We attempted to use the DirectorySearcher object in Microsoft .NET to access Person data in our Domino (6.0.1) LDAP Directory. The DirectorySearcher object uses ADSI to access the LDAP directory. The result was that we could see the “standard” LDAP attributes (those inherited from X500 days) in our directory, but not any of the newer and additional attributes. The “invisible” attributes included the attributes introduced in the inetOrgPerson object class as well as our own custom attributes.
The reason for this seems to be that the default Domino schema includes invalid object classes and attributes. We solved the problem by removing them from the Domino Directory, and now ADSI can access all the desired attributes correctly.
This posting is to share our experience in case you have the same problem, and also to point out to IBM/Lotus that they are populating their schema with invalid items.
The offending objectClasses and attributeTypes are the ones with $ (dollar) characters in their OID. This contravenes RFC2252. The relevant sections in RFC2252 are as follows: Section 4.1 defines permitted characters for different purposes. 4.2 defines the syntax for Attribute Types. 4.4 defines the syntax for Object Classes. In fact my reading of these paragraphs is that the Domino schema contravenes more than just the dollar signs in OIDs, but I only had to remove those for ADSI to work, so that’s all I did.
This is the Microsoft article that describes how ADSI attempts to read the subschemaSubentry of an LDAP version 3 directory and treats it as a version 2 directory if there are schema errors: Microsoft Support
In diagnosing the problem, I was helped by the excellent free LDAP browser from Softerra, http://www.softerra.com which also caches the subschemaSubentry, and reports errors. The errors it reported were just the items that had a dollar in their OID, which made the error easy to identify.
The offending items were from the Domino Directory, as follows:
2 Object classes generated from Forms:
$$ReturnGeneralError
$$SearchTemplateDefault
54 Attribute Types generated from Fields in the Forms with alias names:
PolicyArchive
PolicyDesktop
PolicyRegistration
PolicySecurity
PolicySetup
First of all I tried to find what it is that gets these forms included in the LDAP schema, so that I could make them excluded. But they don’t conform to the instructions in Admin Help for extending the schema, so they are either special in some secret way, or the instructions don’t say what it is that really includes or excludes a form from the schema. (The third form that starts $$ is $$ViewTemplateDefault, which is not included in the schema - so how is it different from the two I listed above?)

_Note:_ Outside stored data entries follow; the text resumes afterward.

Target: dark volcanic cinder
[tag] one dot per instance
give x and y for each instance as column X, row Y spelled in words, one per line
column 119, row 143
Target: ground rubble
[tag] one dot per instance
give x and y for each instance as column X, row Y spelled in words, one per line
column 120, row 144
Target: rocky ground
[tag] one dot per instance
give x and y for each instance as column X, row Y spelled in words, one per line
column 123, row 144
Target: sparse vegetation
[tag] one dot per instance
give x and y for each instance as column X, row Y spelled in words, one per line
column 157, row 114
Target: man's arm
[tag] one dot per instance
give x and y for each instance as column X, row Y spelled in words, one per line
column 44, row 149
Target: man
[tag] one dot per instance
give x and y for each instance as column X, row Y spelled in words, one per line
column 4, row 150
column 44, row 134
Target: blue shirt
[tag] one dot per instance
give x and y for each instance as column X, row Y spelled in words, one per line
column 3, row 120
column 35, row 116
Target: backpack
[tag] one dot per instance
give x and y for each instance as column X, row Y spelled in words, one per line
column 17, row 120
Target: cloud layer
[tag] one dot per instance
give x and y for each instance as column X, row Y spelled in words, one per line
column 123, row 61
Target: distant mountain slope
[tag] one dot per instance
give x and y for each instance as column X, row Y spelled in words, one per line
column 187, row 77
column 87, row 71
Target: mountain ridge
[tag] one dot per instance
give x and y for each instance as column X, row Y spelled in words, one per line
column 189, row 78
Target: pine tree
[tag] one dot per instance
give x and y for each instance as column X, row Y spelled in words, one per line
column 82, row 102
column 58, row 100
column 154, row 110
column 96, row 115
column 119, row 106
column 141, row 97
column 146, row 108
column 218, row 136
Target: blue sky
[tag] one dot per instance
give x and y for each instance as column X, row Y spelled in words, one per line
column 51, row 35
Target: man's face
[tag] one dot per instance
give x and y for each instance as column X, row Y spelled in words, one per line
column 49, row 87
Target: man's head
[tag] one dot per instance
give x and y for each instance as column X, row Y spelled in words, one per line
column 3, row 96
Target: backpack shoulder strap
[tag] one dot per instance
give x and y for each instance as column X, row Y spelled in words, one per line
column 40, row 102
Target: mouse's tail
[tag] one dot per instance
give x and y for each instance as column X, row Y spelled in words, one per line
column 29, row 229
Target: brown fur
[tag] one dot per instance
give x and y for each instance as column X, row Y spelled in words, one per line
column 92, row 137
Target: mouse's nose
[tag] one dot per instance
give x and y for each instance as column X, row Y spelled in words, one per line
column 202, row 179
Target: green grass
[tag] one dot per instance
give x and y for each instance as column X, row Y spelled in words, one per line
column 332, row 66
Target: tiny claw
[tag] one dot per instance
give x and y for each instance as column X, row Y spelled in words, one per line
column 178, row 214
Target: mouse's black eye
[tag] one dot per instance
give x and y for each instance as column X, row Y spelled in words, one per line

Having failed to find out how to exclude the forms from the schema, I simply removed them from the Directory Database design. We are using this particular directory purely as an LDAP directory, and not using web access (that might need the $$* forms), and not using Policies, and so there have not been any problems so far – but I’m sure this could compromise our support with IBM.
I think another way could be to enter each of the non-conforming items into the lschema.ldif file, with OIDs that don’t have a dollar. The Admin Help says that the schema daemon gives items from that file priority over items from the Directory. But you’re not supposed to change that file either, and there are 54 invalid attributeTypes to over-ride.
If you do decide to remove forms from your Directory, remember you need to do it from the Administration Server of the Directory. This is because the Schema Daemon always loads the schema from the directory on the Administration Server and not the directory on actual server(s) running LDAP (if different).